The issue is i < len(respChan). len(respChan) tells you how many unread elements are in the channel (Number of elements in a channel), but you're also incrementing i. This means that even if there are unread elements, after i gets large enough you'll still exit the loop.

The way I'd solve this is to close(respChan) after all responses have been written. You can do this after the first for that spawns all the goroutines, and makes your code more resilient if in the future you're writing more responses than the channel has capacity.
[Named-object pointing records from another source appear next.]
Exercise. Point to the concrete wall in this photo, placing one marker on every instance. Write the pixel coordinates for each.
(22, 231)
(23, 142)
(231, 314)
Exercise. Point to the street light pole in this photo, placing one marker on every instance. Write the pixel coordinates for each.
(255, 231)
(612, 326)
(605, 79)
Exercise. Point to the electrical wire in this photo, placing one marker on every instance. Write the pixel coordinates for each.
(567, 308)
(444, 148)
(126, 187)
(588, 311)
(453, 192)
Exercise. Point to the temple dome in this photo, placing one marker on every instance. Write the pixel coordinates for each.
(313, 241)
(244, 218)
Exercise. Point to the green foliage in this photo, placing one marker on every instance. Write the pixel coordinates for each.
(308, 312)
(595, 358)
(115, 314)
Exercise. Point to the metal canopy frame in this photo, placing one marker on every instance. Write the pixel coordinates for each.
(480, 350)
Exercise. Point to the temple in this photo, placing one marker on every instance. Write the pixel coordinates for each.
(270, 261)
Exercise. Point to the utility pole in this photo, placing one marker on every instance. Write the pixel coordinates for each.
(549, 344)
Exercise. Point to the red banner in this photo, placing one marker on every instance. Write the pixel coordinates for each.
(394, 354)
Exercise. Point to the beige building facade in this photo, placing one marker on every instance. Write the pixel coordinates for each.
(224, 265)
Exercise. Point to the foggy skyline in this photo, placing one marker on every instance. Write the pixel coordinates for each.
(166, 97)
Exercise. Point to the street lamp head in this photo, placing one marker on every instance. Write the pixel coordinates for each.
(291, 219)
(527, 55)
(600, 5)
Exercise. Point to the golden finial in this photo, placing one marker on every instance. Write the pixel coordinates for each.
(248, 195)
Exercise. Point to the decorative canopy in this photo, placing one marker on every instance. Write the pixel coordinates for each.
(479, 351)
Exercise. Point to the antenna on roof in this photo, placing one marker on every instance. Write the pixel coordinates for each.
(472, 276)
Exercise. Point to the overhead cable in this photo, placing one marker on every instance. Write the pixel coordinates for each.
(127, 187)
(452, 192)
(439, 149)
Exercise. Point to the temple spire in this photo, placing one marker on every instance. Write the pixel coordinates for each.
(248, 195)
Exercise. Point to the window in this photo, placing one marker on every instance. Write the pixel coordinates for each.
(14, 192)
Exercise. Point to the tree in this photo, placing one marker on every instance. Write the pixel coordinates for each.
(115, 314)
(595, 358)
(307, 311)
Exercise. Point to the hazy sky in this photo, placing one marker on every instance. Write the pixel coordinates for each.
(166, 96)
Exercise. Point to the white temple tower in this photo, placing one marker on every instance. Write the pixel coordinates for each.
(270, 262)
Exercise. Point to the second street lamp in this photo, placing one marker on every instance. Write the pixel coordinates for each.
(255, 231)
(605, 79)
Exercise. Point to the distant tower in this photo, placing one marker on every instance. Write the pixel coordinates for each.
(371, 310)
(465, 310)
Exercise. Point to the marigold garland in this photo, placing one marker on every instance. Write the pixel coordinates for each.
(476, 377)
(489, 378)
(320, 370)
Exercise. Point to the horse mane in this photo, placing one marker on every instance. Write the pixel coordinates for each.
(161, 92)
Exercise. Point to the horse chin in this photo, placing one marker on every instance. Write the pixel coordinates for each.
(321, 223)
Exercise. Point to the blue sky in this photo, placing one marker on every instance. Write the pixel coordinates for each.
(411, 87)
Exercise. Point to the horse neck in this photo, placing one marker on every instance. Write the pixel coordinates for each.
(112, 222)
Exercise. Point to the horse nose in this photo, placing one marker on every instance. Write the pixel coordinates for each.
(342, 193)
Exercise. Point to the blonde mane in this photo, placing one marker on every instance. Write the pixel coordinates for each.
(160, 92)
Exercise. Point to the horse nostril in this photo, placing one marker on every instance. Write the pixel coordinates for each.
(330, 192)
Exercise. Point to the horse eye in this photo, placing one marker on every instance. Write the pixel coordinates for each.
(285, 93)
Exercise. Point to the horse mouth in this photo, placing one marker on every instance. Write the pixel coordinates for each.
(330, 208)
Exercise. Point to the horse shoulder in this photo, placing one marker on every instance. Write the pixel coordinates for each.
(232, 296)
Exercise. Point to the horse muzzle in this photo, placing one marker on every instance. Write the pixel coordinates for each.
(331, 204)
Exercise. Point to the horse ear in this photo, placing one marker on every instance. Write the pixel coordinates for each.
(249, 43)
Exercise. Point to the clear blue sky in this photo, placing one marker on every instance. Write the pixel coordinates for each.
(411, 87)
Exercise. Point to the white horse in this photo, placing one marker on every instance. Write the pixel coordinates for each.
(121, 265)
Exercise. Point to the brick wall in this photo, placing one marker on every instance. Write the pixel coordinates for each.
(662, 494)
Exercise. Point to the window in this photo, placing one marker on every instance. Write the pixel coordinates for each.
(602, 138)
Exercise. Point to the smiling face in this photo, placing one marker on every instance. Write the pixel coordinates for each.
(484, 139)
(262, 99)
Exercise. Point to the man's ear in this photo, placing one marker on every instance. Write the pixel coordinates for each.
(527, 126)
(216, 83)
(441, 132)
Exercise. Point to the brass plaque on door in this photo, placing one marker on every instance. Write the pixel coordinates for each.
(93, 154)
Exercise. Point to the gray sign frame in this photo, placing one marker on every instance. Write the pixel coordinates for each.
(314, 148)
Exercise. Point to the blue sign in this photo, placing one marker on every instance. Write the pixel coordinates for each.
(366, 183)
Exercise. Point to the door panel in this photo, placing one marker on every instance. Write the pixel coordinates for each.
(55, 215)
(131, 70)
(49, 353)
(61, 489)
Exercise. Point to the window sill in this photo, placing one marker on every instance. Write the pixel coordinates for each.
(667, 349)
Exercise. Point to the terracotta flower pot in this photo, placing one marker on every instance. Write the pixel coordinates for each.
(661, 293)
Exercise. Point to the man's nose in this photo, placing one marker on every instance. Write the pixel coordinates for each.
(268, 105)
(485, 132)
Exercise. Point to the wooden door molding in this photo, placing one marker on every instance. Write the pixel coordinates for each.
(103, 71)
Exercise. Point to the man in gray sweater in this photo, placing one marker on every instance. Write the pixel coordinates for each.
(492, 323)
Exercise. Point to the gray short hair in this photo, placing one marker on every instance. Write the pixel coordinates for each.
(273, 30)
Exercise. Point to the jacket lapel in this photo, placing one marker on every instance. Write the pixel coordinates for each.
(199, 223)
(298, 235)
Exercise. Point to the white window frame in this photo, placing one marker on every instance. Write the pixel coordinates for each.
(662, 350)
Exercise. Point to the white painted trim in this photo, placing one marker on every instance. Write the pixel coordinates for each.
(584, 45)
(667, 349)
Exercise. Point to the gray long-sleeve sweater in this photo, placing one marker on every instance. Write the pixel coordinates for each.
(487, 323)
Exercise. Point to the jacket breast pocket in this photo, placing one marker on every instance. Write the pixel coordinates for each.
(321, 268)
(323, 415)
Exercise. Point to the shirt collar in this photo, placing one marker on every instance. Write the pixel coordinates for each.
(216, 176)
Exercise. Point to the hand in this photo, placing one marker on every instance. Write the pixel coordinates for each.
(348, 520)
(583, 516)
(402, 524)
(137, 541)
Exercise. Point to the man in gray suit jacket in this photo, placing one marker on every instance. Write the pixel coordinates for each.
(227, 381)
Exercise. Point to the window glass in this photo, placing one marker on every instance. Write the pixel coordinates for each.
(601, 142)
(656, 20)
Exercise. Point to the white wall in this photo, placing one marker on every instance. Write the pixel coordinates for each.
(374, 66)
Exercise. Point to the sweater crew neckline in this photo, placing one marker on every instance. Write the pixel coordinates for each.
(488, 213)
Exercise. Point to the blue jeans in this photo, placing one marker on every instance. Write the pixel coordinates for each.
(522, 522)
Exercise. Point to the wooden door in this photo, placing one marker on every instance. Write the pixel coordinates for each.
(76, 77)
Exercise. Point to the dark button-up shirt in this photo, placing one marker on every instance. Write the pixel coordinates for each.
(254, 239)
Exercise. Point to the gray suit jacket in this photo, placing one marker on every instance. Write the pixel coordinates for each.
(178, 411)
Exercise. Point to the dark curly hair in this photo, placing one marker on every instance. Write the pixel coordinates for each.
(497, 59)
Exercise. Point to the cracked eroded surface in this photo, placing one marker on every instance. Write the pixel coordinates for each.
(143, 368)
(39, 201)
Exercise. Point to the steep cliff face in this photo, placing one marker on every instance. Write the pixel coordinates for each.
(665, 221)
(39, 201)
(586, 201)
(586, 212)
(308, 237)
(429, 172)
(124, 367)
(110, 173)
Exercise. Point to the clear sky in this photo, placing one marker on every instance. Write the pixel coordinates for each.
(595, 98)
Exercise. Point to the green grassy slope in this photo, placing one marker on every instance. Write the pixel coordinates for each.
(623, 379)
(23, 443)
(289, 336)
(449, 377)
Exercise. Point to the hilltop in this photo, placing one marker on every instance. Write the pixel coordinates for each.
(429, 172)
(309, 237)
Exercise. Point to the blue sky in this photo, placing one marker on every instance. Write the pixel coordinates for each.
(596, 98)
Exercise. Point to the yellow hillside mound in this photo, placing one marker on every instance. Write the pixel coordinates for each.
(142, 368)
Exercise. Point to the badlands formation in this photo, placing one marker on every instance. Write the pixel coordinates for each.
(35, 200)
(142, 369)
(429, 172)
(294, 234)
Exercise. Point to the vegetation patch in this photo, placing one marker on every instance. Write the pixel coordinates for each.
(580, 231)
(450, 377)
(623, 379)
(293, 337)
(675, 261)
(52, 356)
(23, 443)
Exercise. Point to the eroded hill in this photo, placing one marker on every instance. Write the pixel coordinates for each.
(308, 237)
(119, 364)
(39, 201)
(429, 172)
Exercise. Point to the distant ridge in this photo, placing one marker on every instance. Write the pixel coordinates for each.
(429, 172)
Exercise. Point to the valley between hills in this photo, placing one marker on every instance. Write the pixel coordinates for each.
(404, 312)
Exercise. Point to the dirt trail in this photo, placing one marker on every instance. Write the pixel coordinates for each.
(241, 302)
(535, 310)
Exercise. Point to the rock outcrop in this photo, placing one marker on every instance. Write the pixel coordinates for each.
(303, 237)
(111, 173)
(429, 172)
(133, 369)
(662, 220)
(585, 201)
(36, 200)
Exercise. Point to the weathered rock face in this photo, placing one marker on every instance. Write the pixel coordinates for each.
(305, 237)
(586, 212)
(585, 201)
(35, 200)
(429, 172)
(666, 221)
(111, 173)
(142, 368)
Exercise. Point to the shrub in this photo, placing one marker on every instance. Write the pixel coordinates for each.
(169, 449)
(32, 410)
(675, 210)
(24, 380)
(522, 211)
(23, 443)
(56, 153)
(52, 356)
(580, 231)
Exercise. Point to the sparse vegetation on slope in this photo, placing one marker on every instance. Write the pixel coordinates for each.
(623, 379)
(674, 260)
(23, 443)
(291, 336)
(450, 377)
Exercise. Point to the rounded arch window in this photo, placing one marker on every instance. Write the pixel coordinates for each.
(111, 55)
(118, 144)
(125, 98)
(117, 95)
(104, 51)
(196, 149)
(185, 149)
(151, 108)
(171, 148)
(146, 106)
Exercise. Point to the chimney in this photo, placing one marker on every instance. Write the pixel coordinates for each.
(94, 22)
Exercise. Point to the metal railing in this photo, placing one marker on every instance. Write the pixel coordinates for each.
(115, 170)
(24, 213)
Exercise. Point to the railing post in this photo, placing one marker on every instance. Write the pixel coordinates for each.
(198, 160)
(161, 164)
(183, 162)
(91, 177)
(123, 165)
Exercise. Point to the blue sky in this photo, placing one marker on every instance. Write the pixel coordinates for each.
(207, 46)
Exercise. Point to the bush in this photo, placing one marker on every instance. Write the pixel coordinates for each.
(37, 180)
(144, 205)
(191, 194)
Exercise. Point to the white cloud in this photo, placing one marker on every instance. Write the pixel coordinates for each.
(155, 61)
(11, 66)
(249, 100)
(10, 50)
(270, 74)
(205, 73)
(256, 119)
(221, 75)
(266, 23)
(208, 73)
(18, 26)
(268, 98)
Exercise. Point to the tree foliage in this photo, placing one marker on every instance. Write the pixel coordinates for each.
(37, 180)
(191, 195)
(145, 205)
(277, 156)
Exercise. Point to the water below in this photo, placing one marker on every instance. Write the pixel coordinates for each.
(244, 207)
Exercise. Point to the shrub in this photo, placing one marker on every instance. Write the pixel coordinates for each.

Untested code, but should be pretty close:

package main

import (
    "fmt"
    "sync"
    "time"
)

func odd(i int) (int, error) {
    time.Sleep(1 * time.Second)
    if i%2 == 0 {
        return i, fmt.Errorf("even number")
    } else {
        return i, nil
    }
}

func main() {
    type R struct {
        val int
        err error
    }
    wg := sync.WaitGroup{}
    respChan := make(chan R, 10)
    for i := 0; i < 10; i++ {
        wg.Add(1)
        go func(i int) {
            defer wg.Done()
            val, err := odd(i)
            r := R{val: val, err: err}
            respChan <- r
            fmt.Printf("Queued Response: %d , size: %d \n", r.val, len(respChan))
        }(i)
    }
    wg.Wait()
    // wait for all the providers to finish, then close the channel
    close(respChan)
    fmt.Println("Done Waiting")
    fmt.Println("Response Channel Length: ", len(respChan))
    // loop will break when respChan is closed and drained
    for r := range respChan {
        if r.err != nil {
            fmt.Printf(" %d , %s\n", r.val, r.err.Error())
        } else {
            fmt.Printf(" %d\n", r.val)
        }
    }
    fmt.Println("Finished")
}

1 Comment

@Viral: I find it incredibly strange that you take a non-compiling answer, completely rework and accept it, instead of honoring the better answers that are available in this thread, i.e. by @jatia. The original had for r, ok <- respChan; ok { ... } which does not even compile.